Twister Blast
Author: Yang Ruan
Improvements:
Version: 0.1
Date: 2011-11-07
Twister Blast
BLAST (Basic Local Alignment Search Tool) is one of the most widely used bioinformatics applications written in C++, and the version we are using is v2.2.23. Twister is an iterative mapreduce framework which can be used both for iterative and non-iterative applications. Twister Blast is an advanced Twister program which helps Blast, a bioinformatics application, utilizes the Computing Capability of Twister. With the flexibility of Twister run-time environment, this application can run on a single machine, a cluster, or Amazon EC2 cloud platform.
Twister-BLAST can divide original query file into small chunks, and distribute them to all available computing nodes. Twister-BLAST manages and schedules Map tasks to process each query chunk based on its location. Output can also be collected by Twister-BLAST. Compared with other parallel BLAST applications, Twister-BLAST is efficient and with little overhead.
You can download the Twister Blast Source code and customized Blast program and Database archive (BlastProgramAndDB.tar.gz) from Big Data for Science tutorial.
Acknowledge
This page was original designed by SalsaHPC group for Big Data for Science Workshop, you can see the original pages here.Requirement
- Login to FutureGrid Cluster and obtain compute nodes. (HPC / Eucalyptus)
- Start Twister on compute nodes. (SalsaTwister Tutorial)
- Download and unzip Twister Blast Source code.
- Download customized Blast binary and Database archive BlastProgramAndDB.tar.gz
- Linux command experience.
1. Download and prepare the
Twister-Blast
First, Download and unzip the Twister Blast package (named as $TWISTER_BLAST_PROGRAM here), then copy the unzipped $TWISTER_BLAST_PROGRAM/blast/dist/Twister-Blast.jar to the $TWISTER_HOME/apps. Also, we download and unzip the blast program and the database here, and set $BLAST_HOME=/path/to/BlastProgramAndDB/. Go to $TWISTER_BLAST_PROGRAM/blast/bin/, in twister_blast.properties, set the BLAST+ execution command (execmd property) to the BLAST program (blastx) under $BLAST_HOME/bin/. Execution options can be reset according to users' needs.

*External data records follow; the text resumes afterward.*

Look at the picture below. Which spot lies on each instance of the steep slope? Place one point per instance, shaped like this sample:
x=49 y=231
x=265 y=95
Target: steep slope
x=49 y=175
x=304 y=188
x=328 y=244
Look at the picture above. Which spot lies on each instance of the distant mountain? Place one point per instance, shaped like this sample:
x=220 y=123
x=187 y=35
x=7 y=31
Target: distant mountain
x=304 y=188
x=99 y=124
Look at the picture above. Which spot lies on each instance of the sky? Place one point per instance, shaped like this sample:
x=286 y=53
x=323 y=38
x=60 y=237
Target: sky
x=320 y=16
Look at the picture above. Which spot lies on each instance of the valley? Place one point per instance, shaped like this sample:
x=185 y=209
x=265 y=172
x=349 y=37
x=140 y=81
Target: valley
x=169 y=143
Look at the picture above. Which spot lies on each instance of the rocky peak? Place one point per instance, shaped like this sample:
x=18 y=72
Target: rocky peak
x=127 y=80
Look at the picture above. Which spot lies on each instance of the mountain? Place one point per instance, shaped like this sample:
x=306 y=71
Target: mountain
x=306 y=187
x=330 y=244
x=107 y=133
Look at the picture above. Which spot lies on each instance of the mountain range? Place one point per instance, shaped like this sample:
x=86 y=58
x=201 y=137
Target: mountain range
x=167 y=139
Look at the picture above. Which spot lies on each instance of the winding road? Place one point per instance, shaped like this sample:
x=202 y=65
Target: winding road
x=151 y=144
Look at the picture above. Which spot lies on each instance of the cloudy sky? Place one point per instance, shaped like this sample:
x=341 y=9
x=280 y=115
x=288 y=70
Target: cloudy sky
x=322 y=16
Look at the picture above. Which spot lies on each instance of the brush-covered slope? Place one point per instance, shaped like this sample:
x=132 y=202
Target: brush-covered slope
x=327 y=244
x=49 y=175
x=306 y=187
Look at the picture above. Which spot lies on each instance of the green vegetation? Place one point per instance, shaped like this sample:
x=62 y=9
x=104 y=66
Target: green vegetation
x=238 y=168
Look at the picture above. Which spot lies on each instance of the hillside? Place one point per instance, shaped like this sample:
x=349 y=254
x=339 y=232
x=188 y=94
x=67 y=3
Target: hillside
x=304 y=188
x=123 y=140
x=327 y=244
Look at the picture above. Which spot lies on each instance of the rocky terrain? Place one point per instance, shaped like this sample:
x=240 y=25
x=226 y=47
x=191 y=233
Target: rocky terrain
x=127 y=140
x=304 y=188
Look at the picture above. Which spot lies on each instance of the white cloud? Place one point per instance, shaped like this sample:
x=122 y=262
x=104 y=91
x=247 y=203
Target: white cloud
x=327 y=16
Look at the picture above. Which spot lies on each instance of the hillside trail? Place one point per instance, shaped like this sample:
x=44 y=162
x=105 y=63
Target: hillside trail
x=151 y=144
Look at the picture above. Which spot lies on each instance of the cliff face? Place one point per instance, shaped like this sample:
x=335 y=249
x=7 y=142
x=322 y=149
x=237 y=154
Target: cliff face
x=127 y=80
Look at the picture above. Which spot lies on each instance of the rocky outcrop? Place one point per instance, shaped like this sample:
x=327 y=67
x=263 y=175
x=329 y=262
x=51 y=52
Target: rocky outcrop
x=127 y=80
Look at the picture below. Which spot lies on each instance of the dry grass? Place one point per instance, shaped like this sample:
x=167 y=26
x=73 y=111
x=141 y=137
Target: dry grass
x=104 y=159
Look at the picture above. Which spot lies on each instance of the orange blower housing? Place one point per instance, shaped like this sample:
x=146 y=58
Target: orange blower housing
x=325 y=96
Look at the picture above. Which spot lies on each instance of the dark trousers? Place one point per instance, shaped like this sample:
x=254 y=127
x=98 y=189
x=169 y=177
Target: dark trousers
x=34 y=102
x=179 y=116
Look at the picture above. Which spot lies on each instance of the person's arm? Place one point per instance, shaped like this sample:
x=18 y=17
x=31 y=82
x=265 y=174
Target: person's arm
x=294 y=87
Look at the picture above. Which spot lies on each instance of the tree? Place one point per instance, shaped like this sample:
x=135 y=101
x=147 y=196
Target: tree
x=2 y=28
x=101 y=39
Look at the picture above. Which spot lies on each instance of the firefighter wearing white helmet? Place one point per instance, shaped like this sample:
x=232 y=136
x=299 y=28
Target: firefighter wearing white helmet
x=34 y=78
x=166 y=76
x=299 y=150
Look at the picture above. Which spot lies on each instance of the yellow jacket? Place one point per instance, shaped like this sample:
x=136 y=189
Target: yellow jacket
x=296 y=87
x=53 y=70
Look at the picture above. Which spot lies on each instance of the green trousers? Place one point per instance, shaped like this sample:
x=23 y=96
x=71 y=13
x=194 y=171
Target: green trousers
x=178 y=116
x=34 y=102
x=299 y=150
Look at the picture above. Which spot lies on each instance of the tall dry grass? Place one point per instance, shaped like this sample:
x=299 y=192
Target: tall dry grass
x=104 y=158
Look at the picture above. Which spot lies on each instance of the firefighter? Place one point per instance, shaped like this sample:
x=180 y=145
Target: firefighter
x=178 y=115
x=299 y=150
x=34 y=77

However, Input option (-query) and output option (-out) are not set in execmd but in inop and outop in order to be compatible with both BLAST+ and BLAST. Twister-BLAST will merge these command options by itself when invoking BLAST+ parallel.The execution command template inside twister_blast.properties is given below.
execmd = time /N/u/yangruan/Quarry/workflow/ncbi-blast-2.2.23+/bin/blastp -db /N/dc/scratch/yangruan/blast/db/cog/10k/cog.10000 -evalue 100 -max_target_seqs 1000000 -num_alignments 1000000 -outfmt 6 -seg no inop = -query outop = -out
2. Prepare Twister-Blast input
Assume you have already download the input fasta file into some location called [input file path]. Use the $TWISTER_BLAST_PROGRAM/blast/bin/blastNewFileSpliter.sh to split the input fasta file into multiple partitions. The parameters in as following:
args: [query_file] [sequence_count] [num_partition] [data_dir] [output_prefix] [output_map_file]
- query_file: input fasta file
- sequence_count: sequence count in the input fasta file
- num_partition: number of partitions, this number should be larger or equal to the total worker number started with twister
- data_dir: The output folder of partitioned fasta files
- output_prefix: The output prefix of partitioned fasta files
- output_map_file: The file contains the information of all the partitions width and height.
3. Execute Twister-Blast
After deploying those required files onto file system, run the twister-Blast program with the following commands:
./blastNew.sh 128 /N/dc/scratch/yangruan/fasta/cog/10000/400/ input_ .fa 400 /N/dc/scratch/yangruan/blast/result/cog/10k/eval_100_400p/ blastOut_
Here is the description of the above command:
args: [map number] [input folder] [input prefix] [input postfix (None for none)] [partition number] [output folder] [output prefix]
Parameter | Description |
map number | The map task number (usually equals to the number of worker started) |
input folder | The folder of input fasta file partitions |
input prefix | The prefix of input fasta file partitions |
input postfix | The postfix (file extension) of input fasta file partitions (default .fa) |
partition number | The number of input fasta file partitions |
output folder | The folder to store output blast result |
output prefix | The prefix of output blast result |
If Twister Blast is running correctly, it will print twister running messages similar to the following:
./blastNew.sh 128 /N/dc/scratch/yangruan/fasta/cog/10000/400/ input_ .fa 400 /N/dc/scratch/yangruan/blast/result/cog/10k/eval_100_400p/ blastOut_ time /N/u/yangruan/Quarry/workflow/ncbi-blast-2.2.23+/bin/blastp -db /N/dc/scratch/yangruan/blast/db/cog/10k/cog.10000 -evalue 100 -max_target_seqs 1000000 -num_alignments 1000000 -outfmt 6 -seg no -query -out JobID: BlastNewac4d15a9-0997-11e1-81b4-5b7f60de01d2 Nov 7, 2011 11:24:43 PM org.apache.activemq.transport.failover.FailoverTransport doReconnect INFO: Successfully connected to tcp://149.165.229.100:61616 0 [main] INFO cgl.imr.client.TwisterDriver - MapReduce computation termintated gracefully. Total Time of BLAST : 28.12Seconds 2 [Thread-1] DEBUG cgl.imr.client.ShutdownHook - Shutting down completed.
4. Finishing the Map-Reduce process
After finishing the Job, please use the command to kill the Map-Reduce daemon and broker:
$TWISTER_HOME/bin/stop_twister.sh